クローズアップ@

少人数ゼミナール
専門を異にする学生が、ともに基礎能力を育てる

高等教育総合開発研究センター教授
淵田 吉男

 九州大学の全学教育で開講されている少人数ゼミナールは、教養教育科目群の個別教養科目に位置づけられています。
 高校とは異なる大学での学習への適応を促進し学習意欲を向上させること、優れた人格形成に資する人間的交流の場をつくることを教育目標に掲げ、教育効果を高めるため二十名程度に履修者を制限して一年生を対象に実施されています。
 少人数ゼミナールには、A、B、Cの区分があり、Aは主に定年退官された本学名誉教授が、B、Cは本学の教員が担当しています。
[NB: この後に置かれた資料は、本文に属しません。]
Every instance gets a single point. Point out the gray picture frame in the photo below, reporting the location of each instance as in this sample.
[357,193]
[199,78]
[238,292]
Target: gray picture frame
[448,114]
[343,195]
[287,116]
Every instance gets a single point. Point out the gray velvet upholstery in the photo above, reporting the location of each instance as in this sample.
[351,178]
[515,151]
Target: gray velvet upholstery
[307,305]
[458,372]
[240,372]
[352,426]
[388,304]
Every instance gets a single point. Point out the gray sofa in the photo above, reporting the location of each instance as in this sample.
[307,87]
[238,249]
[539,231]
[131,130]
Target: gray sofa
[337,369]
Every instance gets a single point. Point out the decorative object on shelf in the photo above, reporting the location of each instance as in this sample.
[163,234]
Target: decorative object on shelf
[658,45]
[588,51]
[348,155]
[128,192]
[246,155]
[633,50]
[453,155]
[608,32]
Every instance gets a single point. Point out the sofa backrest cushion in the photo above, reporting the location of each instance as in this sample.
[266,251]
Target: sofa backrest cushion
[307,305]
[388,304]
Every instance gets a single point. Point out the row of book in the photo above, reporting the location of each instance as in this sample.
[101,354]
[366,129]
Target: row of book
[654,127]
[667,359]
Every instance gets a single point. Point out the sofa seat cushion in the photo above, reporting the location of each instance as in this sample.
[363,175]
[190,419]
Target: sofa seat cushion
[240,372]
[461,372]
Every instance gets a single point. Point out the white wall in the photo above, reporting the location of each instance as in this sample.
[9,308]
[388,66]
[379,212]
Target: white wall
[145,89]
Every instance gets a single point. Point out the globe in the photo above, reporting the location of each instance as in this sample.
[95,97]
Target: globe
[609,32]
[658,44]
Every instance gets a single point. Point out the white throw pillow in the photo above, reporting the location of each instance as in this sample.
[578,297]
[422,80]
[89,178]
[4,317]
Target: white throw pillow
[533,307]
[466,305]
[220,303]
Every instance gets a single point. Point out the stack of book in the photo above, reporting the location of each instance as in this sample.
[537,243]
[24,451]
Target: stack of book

A、Bは一学期、Cは二学期継続の科目で、いずれもテーマは授業担当教員に任されていますが、通常の科目を補ってその理解に直接結びつく学力の育成を図ることを目的とはしていません。また、異なる専門分野の学生さんがともに学べるようカリキュラム編成に工夫がなされています。
 少人数ゼミナールAでは、理系と文系の異なる専門分野の学生さんが一緒に「読み、書き、調べ、発表し、討論する」などの学問を進めていくうえでの基礎的な能力の育成を目標としているところに特徴があります。平成十五年度前期には三十二コマ、後期には十六コマが開講され、人文、社会、自然科学などにまたがる様々な内容の授業が行われました。

(ふちだ よしお/大学教育研究)


名誉教授による1年生対象の
「少人数ゼミナール」

九州大学では、学部教育においても
ユニークで様々な「仕掛け」が用意されています。
その一つが、初年次に開講される「少人数ゼミナール」です。
中でも、名誉教授の方々によるゼミでは、
一般のゼミとは異なる楽しい空気が流れているようです。


少人数ゼミナールAから世界に羽ばたく人材を

九州大学名誉教授(元農学部長)
山崎 信行
担当ゼミ「生命活動を担うタンパク質」

 少人数ゼミナールAは商店街に例えると理解し易いかもしれません。商店街を訪れる客(学生)は、看板(授業科目)や広告(授業内容)を見て興味ある店(ゼミ室)を選びます。看板や広告は店主(講師)が豊富な経験をもとに作成しますが、「○○学概論」といったような画一的な看板は殆ど見られません。客の入りが少ない場合は問題ありませんが、多すぎると店主は二十名ほどの顧客(受講生)を選ぶのに四苦八苦することになります。
 商店街のどの店を覗いても経験豊富な店主が若い顧客を相手に専門的な香りを少し漂わせながら話し合っている光景が見られます。店主は顧客が「学問を進めていく上で何が必要かという基本的なこと」について助言はしますが、商品(専門知識)を無理に売りつけようとは決してしません。当店では、「楽しく学ぼう」をモットーに、生命とタンパク質について顧客の方々が自由にテーマを選び、発表し、討論して頂く場を提供してまいりました。店主の印象では全体的に客筋が良過ぎるせいかややおとなしく、そのため「質問しないと眠くなるぞ」と言って活性化を図ったこともありましたが、閉店間際に顧客の方々から頂いた「物の見方、考え方が何となく分かったような気がする」という声に店主は安心して三年間掲げてきた看板を下ろすことができました。
 少人数ゼミナールA≠ゥら広い視野に立って世界で羽ばたく人材が一人でも多く育ってほしいという願いから思いつくままに書かせて頂きました。このゼミナールをご理解いただく上で少しでもお役に立てれば幸いです。

(やまさき のぶゆき)


大学の良いところは「恥をかいても恥ずかしくないところ」

九州大学名誉教授(元理学部長)
稲津 孝彦
担当ゼミ「口頭、文章による自己表現」

 大学は「こんな事を言ったら、尋ねたら笑われはしないか」など気にせずに発言、質問できるところです。
 ゼミでは実際にハガキを送って事務連絡文を書くことを学んだり、一つのテーマでレポートを書き、次には最初の主張とは全く反対の立場からの主張をして貰っています。
 勿論口頭でも主張して貰いますが、単に抽象的な理想論、批判だけでなく具体的な提案(例えば予算の裏付け)をお願いしています。
 最後には十五分程度自分で選んだテーマでの発表、それに対する質疑応答をしています。積極的に発言、主張することによって将来学問を進めて行くのに必要な「聞く、話す、書く、討論する、纏る、発表する」ことの最初のところを学んで貰おうと思っています。